伝馬 (てんま)
【概説】
江戸幕府の公用旅行者や公用物資の輸送を保障するため、街道の各宿駅(宿場町)に常備が義務づけられた人足と馬。幕藩体制における交通・通信・兵站を支えた公的な宿駅役の一環である。
伝馬制度の整備と「五街道」の構築
江戸幕府を開いた徳川家康は、関ヶ原の戦い直後の1601(慶長6)年以降、全国支配の基盤として五街道(東海道・中山道・日光道中・奥州道中・甲州道中)の整備に着手した。その交通網を支える要として導入されたのが伝馬(てんま)制度である。幕府は街道沿いに一定間隔で「宿駅(宿場)」を設置し、各宿駅に対して幕府の公用人馬を無償(または公定の低賃金)で提供する義務(伝馬役)を課した。
宿駅に義務づけられた伝馬と人足の数は街道によって異なっていた。最も往来の激しい東海道では人足100人・馬100疋(ひき)、中山道では人足50人・馬50疋、その他の街道では人足25人・馬25疋が常備された。宿駅内の運送業務を統括する「問屋場(といやば)」において、これらの人馬が管理され、リレー方式(宿継ぎ)で公用の荷物や書状(継飛脚など)が運ばれた。

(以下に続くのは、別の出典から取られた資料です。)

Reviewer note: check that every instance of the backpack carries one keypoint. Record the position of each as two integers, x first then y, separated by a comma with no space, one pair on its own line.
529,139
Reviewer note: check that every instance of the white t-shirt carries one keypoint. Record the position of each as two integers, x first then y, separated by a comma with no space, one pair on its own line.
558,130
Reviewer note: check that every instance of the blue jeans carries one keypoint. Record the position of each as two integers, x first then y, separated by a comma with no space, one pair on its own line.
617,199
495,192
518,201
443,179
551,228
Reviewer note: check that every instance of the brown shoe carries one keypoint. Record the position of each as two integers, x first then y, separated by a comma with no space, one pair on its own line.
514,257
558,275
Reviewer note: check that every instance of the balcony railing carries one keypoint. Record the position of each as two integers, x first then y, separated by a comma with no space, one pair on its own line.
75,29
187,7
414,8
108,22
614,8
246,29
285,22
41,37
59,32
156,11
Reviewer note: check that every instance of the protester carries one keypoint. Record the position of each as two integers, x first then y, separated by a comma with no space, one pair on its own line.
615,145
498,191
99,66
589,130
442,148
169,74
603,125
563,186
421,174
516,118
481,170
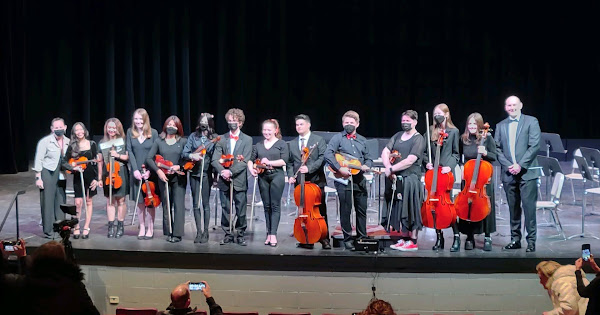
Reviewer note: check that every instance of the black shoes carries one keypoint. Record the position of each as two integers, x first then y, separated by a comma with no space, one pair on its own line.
513,245
456,244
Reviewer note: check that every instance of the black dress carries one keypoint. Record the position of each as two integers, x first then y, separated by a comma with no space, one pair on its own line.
469,151
89,174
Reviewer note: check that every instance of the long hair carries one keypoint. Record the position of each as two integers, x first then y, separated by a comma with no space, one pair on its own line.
118,124
146,129
275,124
479,121
178,124
74,141
435,130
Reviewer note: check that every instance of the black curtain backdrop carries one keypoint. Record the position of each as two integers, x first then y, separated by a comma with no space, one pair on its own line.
90,60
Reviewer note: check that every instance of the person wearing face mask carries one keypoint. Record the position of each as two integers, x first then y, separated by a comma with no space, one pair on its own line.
517,142
48,176
238,144
406,171
470,146
205,132
114,133
272,152
355,191
140,138
170,146
449,156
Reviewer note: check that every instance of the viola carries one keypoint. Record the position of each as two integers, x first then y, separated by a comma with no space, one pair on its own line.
309,226
151,199
438,211
473,203
189,165
166,165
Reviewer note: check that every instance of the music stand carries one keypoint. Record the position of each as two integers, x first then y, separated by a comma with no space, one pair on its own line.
587,175
553,144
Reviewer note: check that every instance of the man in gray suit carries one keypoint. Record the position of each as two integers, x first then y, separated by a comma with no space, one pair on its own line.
518,142
239,144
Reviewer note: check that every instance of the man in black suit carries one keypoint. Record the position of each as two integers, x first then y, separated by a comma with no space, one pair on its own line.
518,142
313,169
237,143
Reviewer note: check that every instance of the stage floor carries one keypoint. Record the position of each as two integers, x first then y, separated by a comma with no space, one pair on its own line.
129,251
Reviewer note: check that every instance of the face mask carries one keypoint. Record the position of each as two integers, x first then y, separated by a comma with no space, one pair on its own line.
171,130
439,118
349,129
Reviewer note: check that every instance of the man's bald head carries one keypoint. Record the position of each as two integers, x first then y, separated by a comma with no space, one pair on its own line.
513,106
180,296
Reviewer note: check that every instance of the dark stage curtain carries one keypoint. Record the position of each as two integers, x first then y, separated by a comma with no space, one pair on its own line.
90,60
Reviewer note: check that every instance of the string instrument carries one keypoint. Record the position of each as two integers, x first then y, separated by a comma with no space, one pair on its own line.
309,226
151,199
166,165
189,165
438,210
473,203
351,163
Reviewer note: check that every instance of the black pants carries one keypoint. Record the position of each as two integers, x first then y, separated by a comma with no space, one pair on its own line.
271,184
521,196
360,206
201,225
51,197
239,202
177,186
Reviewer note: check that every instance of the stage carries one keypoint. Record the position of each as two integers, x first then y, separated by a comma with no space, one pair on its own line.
131,252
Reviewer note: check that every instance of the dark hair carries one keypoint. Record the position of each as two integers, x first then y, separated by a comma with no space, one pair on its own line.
303,117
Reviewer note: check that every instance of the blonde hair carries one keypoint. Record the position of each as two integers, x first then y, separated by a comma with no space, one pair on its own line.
146,129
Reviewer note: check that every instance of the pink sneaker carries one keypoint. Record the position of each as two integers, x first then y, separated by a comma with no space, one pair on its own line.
409,246
398,245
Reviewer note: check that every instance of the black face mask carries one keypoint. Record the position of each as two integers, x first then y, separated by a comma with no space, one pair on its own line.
439,119
171,130
349,129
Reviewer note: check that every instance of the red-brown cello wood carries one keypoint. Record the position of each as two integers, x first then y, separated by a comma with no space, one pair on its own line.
438,211
309,226
473,203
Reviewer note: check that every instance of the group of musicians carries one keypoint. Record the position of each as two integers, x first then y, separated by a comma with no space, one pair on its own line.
160,163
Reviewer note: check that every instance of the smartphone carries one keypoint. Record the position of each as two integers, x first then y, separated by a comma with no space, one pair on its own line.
196,286
585,252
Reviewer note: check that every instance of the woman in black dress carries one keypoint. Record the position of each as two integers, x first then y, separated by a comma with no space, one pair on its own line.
405,171
448,160
203,136
79,147
140,138
113,145
470,146
170,145
272,152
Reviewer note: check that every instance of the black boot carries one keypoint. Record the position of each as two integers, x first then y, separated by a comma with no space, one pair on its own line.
456,244
111,229
439,242
119,229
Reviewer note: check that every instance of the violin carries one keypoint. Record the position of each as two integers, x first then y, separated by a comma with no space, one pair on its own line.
351,163
149,189
309,226
438,210
473,203
166,165
189,165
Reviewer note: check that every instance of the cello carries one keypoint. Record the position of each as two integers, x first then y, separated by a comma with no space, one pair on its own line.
473,203
309,226
438,211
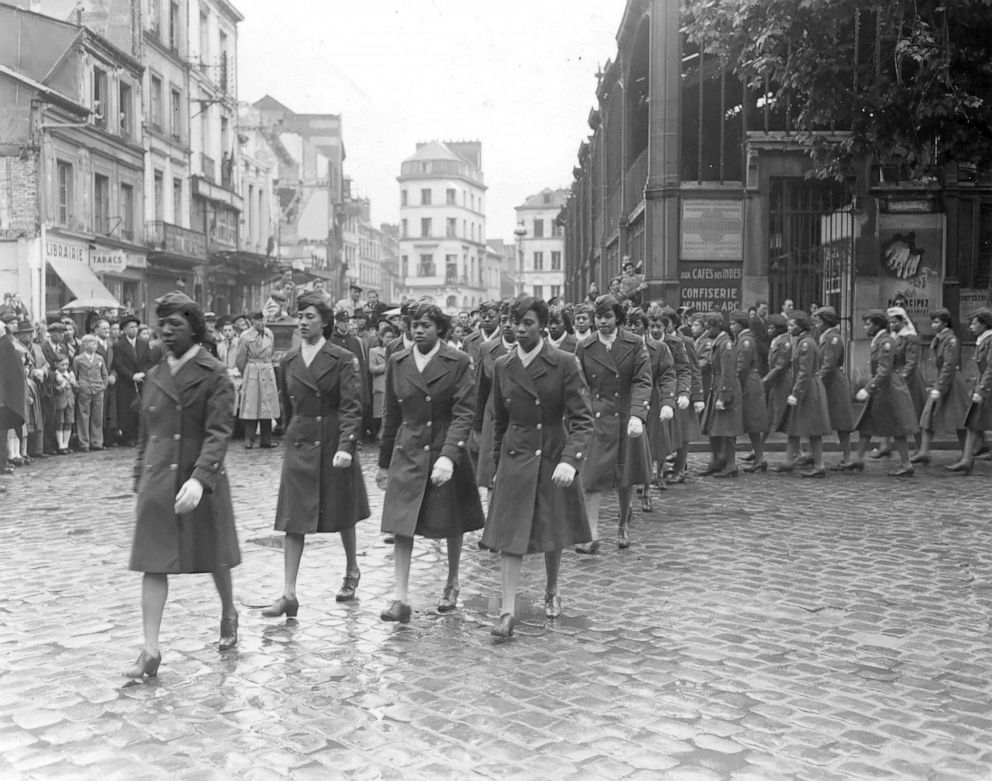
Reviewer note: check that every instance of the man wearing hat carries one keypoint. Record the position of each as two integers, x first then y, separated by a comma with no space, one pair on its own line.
131,358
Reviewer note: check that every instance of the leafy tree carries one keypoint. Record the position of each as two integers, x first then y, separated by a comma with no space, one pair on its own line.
910,82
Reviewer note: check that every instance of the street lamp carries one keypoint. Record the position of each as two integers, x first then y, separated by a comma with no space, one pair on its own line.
520,231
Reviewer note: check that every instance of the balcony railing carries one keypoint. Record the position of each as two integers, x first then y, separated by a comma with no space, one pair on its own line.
209,166
166,237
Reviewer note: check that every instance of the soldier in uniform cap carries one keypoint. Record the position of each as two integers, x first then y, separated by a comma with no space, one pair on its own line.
888,410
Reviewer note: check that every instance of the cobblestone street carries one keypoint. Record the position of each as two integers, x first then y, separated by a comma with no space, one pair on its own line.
759,628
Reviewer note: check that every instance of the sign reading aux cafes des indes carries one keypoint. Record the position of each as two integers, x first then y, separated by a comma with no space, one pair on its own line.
711,267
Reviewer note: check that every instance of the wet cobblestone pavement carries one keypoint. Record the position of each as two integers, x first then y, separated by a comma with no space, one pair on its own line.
759,628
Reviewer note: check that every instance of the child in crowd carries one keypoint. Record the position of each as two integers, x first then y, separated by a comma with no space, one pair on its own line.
64,398
91,380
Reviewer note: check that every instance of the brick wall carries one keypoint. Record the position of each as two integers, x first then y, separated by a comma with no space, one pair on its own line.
18,197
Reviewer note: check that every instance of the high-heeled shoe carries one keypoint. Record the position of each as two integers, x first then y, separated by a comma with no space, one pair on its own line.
282,606
503,627
146,666
961,467
228,633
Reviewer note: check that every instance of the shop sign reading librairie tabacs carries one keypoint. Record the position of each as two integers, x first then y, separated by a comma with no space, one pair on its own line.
712,229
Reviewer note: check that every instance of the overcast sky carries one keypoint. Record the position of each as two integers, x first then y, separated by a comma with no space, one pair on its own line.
517,75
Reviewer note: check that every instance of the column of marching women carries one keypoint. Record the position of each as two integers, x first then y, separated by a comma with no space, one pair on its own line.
544,407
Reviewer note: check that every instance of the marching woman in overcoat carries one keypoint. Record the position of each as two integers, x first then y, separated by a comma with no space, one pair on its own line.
778,381
835,384
185,522
489,351
888,410
259,392
424,465
321,489
807,414
754,406
542,425
723,419
618,371
979,417
947,400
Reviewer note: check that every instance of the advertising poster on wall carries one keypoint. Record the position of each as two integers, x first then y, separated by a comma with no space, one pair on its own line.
912,267
713,286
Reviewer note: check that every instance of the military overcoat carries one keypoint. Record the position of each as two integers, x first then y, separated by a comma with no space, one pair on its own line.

この重い労働負担の見返りとして、幕府は宿駅の住民に対して、屋敷地にかかる税を免除する地子免許(じしめんきょ)や、一般の旅行者を宿泊・運送させて利益を得る特権(旅籠屋や問屋の営業)を与え、その経営を保障した。
助郷の発生と宿駅制度の動揺
江戸中期以降、参勤交代の制度化や経済の発展に伴って交通量が急増すると、宿駅に課された正規の伝馬だけでは需要を賄いきれなくなる事態が頻発した。大名行列や幕府役人の通行、朝鮮通信使の来聘といった大規模な公的通行の際、この人馬不足を補うために、幕府は宿駅周辺の農村(農民)に対して、臨時に人足や馬を差し出させる助郷(すけごう)制度を定着させていった。
当初は臨時的な措置であった助郷役は、やがて「定助郷(じょうすけごう)」として固定化され、周辺農村にとって極めて重い負担となった。特に農繁期における人馬の徴発は農業経営に深刻な打撃を与えたため、18世紀後半以降には、農民たちが助郷負担の免除や軽減を求めて激しく抵抗する「助郷一揆」が各地で多発した。伝馬制度を維持するための助郷の強化は、幕藩体制を支える農村社会を疲弊させ、交通制度の矛盾を露呈することとなった。